Imre Kertész

La vita come campo di sterminio comico. E' finita la commedia di Kertész

Guido Vitiello
Diceva Martin Amis, capovolgendo il motto di Theodor W. Adorno in una formula altrettanto sentenziosa e in fin dei conti altrettanto falsa, che Auschwitz non ha reso impossibile la poesia ma la risata. C’è da supporre che Imre Kertész, si sarebbe turato il naso anche davanti alla variazione di Amis.

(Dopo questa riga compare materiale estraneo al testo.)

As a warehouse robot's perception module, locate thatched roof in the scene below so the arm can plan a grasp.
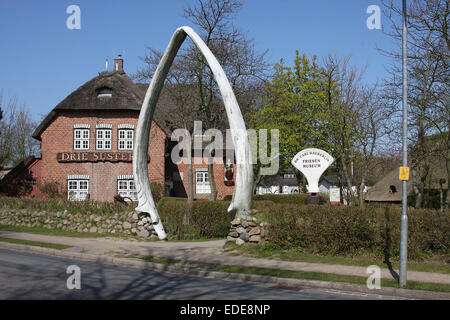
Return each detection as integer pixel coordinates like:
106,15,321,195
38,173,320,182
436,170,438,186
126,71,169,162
365,168,412,202
0,156,40,188
32,71,173,140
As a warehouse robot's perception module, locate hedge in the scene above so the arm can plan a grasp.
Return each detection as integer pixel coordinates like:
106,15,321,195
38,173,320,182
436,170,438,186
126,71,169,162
266,204,450,261
223,193,328,204
158,198,234,240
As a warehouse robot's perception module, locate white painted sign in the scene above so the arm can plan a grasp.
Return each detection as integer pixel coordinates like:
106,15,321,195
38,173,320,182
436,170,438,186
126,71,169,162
291,148,334,193
330,187,341,204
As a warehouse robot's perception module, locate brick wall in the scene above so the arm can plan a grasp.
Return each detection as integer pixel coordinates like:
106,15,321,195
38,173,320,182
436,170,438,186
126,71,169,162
40,111,166,201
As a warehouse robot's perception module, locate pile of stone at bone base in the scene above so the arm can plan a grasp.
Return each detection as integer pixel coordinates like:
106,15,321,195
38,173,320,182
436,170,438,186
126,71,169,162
227,215,267,245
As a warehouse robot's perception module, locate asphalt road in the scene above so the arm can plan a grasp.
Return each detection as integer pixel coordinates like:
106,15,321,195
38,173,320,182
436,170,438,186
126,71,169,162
0,249,394,300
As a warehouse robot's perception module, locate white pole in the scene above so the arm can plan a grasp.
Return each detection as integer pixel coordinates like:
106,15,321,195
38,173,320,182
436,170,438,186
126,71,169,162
400,0,408,288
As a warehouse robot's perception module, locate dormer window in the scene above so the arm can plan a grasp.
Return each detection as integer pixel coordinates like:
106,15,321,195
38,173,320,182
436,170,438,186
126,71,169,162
97,88,112,98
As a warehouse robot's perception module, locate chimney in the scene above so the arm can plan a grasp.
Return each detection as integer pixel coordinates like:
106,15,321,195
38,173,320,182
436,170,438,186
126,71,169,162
114,54,123,71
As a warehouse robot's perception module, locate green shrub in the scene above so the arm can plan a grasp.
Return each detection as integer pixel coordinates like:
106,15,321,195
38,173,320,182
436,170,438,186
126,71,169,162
158,198,234,240
0,197,132,214
223,193,329,204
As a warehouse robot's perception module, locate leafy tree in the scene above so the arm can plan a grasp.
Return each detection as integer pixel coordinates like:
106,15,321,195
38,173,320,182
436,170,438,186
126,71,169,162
250,51,326,191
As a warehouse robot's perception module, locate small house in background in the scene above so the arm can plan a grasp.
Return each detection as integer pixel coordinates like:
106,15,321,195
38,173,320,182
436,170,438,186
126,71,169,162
0,156,41,197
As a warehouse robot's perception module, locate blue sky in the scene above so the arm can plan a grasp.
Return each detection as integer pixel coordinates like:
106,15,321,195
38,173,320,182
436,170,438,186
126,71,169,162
0,0,392,120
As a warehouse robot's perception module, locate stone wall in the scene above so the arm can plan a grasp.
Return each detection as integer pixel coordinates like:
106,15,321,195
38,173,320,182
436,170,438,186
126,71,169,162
227,215,268,245
0,209,158,240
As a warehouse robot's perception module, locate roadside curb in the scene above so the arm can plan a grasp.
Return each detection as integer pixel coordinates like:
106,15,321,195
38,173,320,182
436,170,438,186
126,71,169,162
0,242,450,300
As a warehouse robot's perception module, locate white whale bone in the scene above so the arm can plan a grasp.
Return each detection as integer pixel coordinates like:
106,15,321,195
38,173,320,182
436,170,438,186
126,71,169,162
133,26,253,239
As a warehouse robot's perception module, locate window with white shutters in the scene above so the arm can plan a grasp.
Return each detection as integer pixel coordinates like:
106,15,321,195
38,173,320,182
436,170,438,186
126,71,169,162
97,129,111,150
117,179,137,201
195,169,211,194
73,129,89,150
118,129,134,150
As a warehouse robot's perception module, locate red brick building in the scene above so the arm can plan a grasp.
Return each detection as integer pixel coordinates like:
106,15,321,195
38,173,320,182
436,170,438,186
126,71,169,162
21,57,234,201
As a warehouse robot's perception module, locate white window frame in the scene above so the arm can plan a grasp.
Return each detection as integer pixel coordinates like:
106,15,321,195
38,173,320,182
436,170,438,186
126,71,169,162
67,179,89,201
117,179,137,201
117,129,134,150
95,129,112,150
195,168,211,194
73,128,91,150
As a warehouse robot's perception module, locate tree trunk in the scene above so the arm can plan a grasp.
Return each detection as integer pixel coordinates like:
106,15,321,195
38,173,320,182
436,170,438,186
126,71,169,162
359,176,366,208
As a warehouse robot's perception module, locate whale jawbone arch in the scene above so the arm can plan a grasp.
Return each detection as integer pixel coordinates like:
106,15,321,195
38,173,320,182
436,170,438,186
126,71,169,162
133,26,253,239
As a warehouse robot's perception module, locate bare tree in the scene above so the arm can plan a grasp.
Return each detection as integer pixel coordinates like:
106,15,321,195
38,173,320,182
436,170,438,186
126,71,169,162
0,94,39,168
380,0,450,207
136,0,268,200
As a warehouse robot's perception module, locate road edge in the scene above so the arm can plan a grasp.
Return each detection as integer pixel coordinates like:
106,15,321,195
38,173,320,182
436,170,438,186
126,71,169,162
0,242,450,300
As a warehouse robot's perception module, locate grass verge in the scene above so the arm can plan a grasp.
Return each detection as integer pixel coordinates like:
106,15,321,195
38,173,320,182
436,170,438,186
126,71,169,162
139,256,450,292
0,224,120,238
224,242,450,274
0,237,72,250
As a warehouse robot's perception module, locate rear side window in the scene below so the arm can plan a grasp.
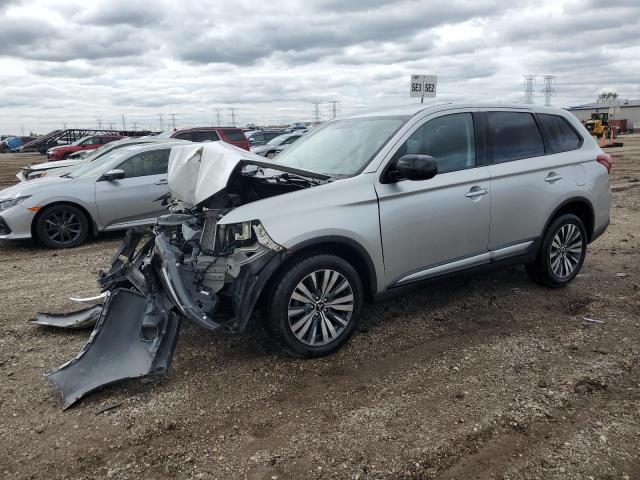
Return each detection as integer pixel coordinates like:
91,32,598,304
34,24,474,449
222,128,246,142
487,112,544,163
538,113,581,153
394,113,476,173
116,148,171,178
191,130,220,142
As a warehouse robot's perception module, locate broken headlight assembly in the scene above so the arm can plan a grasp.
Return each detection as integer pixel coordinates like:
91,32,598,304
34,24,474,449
0,195,31,212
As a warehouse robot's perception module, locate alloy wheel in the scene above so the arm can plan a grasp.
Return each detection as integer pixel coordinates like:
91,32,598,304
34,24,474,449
44,210,82,245
287,269,355,346
549,223,584,278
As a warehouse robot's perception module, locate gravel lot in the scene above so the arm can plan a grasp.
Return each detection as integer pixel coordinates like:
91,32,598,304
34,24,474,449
0,135,640,480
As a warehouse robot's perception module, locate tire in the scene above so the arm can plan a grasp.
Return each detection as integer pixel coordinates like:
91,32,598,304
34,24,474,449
263,254,364,358
35,204,89,248
525,213,587,288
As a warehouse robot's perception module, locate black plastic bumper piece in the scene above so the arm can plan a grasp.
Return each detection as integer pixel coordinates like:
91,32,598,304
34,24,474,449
46,289,180,410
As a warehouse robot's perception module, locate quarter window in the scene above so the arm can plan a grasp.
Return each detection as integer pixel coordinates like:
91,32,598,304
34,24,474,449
487,112,544,163
116,148,171,178
394,113,476,173
538,113,581,153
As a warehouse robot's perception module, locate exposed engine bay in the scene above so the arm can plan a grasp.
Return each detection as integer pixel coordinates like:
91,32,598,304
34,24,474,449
34,142,331,409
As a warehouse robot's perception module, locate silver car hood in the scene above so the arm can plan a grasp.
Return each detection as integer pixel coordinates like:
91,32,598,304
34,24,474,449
167,142,329,208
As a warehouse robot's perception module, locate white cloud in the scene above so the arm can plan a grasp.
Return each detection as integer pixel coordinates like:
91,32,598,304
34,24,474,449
0,0,640,133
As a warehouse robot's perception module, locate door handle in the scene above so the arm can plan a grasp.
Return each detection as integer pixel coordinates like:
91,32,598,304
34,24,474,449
544,172,562,183
464,187,489,198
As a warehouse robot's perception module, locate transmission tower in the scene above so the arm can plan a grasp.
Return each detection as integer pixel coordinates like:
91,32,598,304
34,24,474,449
542,75,556,107
311,100,322,125
523,75,536,105
329,100,338,118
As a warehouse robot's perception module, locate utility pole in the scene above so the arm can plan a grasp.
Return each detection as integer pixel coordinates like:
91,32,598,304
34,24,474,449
523,75,536,105
330,100,338,118
542,75,556,107
311,100,322,125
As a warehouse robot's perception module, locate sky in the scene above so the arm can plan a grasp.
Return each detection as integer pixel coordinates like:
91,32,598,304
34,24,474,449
0,0,640,134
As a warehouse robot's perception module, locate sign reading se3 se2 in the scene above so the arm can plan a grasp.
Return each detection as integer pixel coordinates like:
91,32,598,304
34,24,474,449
409,75,438,98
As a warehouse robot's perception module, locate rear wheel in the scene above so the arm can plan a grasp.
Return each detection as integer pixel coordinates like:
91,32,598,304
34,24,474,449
264,254,363,357
36,204,89,248
525,214,587,288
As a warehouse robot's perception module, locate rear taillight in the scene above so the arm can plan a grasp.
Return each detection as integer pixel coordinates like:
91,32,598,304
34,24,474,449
596,153,613,174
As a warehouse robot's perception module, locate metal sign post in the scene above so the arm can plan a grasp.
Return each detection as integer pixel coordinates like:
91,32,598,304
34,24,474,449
409,75,438,103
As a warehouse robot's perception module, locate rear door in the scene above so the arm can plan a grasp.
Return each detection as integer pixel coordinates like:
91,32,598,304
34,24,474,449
485,110,570,253
375,112,491,286
96,148,171,229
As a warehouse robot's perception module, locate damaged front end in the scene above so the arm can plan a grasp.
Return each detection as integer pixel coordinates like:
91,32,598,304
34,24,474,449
36,142,326,409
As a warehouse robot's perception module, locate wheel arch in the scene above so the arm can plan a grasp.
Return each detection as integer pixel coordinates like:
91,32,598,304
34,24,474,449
31,200,98,238
541,197,595,242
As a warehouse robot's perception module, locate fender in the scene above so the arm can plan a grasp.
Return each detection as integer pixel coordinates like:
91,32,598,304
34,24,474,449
287,235,378,295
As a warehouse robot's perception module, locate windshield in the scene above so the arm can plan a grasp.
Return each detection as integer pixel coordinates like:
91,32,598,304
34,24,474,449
69,148,131,178
277,116,409,176
71,135,91,147
267,134,289,146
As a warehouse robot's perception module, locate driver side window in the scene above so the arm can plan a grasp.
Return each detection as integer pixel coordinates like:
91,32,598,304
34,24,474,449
117,148,171,178
393,113,476,173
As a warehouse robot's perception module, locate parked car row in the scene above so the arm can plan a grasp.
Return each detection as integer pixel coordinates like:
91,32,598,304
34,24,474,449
32,104,612,407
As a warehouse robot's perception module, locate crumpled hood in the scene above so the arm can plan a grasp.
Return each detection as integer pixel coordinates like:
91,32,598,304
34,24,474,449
167,142,329,208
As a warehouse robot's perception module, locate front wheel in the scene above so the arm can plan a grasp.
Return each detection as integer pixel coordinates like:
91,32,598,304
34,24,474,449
264,254,363,357
35,204,89,248
525,214,587,288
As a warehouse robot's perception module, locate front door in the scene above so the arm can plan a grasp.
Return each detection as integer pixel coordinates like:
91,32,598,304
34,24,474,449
376,112,491,286
96,148,170,229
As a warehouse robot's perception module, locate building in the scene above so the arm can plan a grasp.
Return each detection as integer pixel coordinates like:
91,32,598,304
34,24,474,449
567,100,640,132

Diceva Martin Amis, capovolgendo il motto di Theodor W. Adorno in una formula altrettanto sentenziosa e in fin dei conti altrettanto falsa, che Auschwitz non ha reso impossibile la poesia ma la risata. C’è da supporre che Imre Kertész, che considerava la frase di Adorno su poesia e barbarie “una fialetta puzzolente morale” (così nell’autobiografia in forma di dialogo “Dossier K.”), si sarebbe turato il naso anche davanti alla variazione di Amis. Il problema infatti non è accostare la comicità in quanto tale ad Auschwitz. Tutto sta a capire chi ride, quando ride e soprattutto come ride, perché non tutte le risate sono uguali.
“I campi sono di ispirazione ubuesca. Buchenwald vive sotto il segno di un debordante umorismo, di una buffoneria tragica” aveva scritto nel 1945 l’ex deportato politico David Rousset, autore caro a Kertész. L’universo concentrazionario avrà pure marcato d’indegnità la risata consolatoria, bonaria, dolciastra; ma ha dato una forza inimmaginabile a quella comicità stralunata e metafisica che da Kafka discende al teatro dell’assurdo. E’ una nota che è bene far risuonare, perché c’è da giurare che le commemorazioni di Kertész la lasceranno in sordina. In una pagina del suo romanzo più importante, “Essere senza destino”, il ragazzino Gyurka è all’inizio delle sue peripezie di deportato e quasi gli vien voglia di ridere – “per lo stupore, l’imbarazzo e per l’impressione di trovarmi improvvisamente in una commedia dell’assurdo senza conoscere la parte che dovevo recitare”. Non per nulla Kertész amava moltissimo una scena di “La vita è bella”, quella in cui Benigni finge di tradurre dal tedesco gli ordini impartiti da una SS e li trasforma nel regolamento di un gioco a premi, svelandone il puntiglioso delirio.

 

Ma anche qui c’è un paradosso, esposto in un romanzo di vent’anni dopo, “Liquidazione”: “L’uomo completamente ridotto, altrimenti detto sopravvissuto, non è tragico, ma comico, perché non ha destino. D’altro canto vive con una coscienza tragica della sorte”. Questa continua sovrapposizione di comico e tragico ha molti precedenti nella letteratura concentrazionaria dell’Europa orientale – il polacco Tadeusz Borowski, l’ucraino Piotr Rawicz, entrambi morti suicidi – e a ben vedere anche nel cinema, se pensiamo che la prima grande commedia surreale sul tema è un film cecoslovacco di metà anni Sessanta, “Il negozio al corso” di Kadár e Klos.

 

Anche Kertész era ossessionato dal pensiero del suicidio, e il suo nume tutelare era Jean Améry. Ma forse erano autori come Rawicz e soprattutto Borowski i suoi spiriti più affini: la vita come immenso campo di sterminio dove suicidarsi corrisponde a fregare i guardiani; l’orrore gnosticheggiante per la paternità e la generazione in un mondo retto dal Male; una fiducia anch’essa assurda nella letteratura, che consente di dissociarsi dalla propria vita trattandola come materia da romanzo.

 

Kertész invidiava ad Améry il coraggio di aver dato forma alla propria vita, insomma il coraggio del suicidio. Ora che è morto possiamo salutarlo con la battuta di un personaggio di “Liquidazione”, l’editore Keserü, che lui stesso non sa se riferire a un dramma teatrale, alla vita o alla realtà: “Finita la commedia”.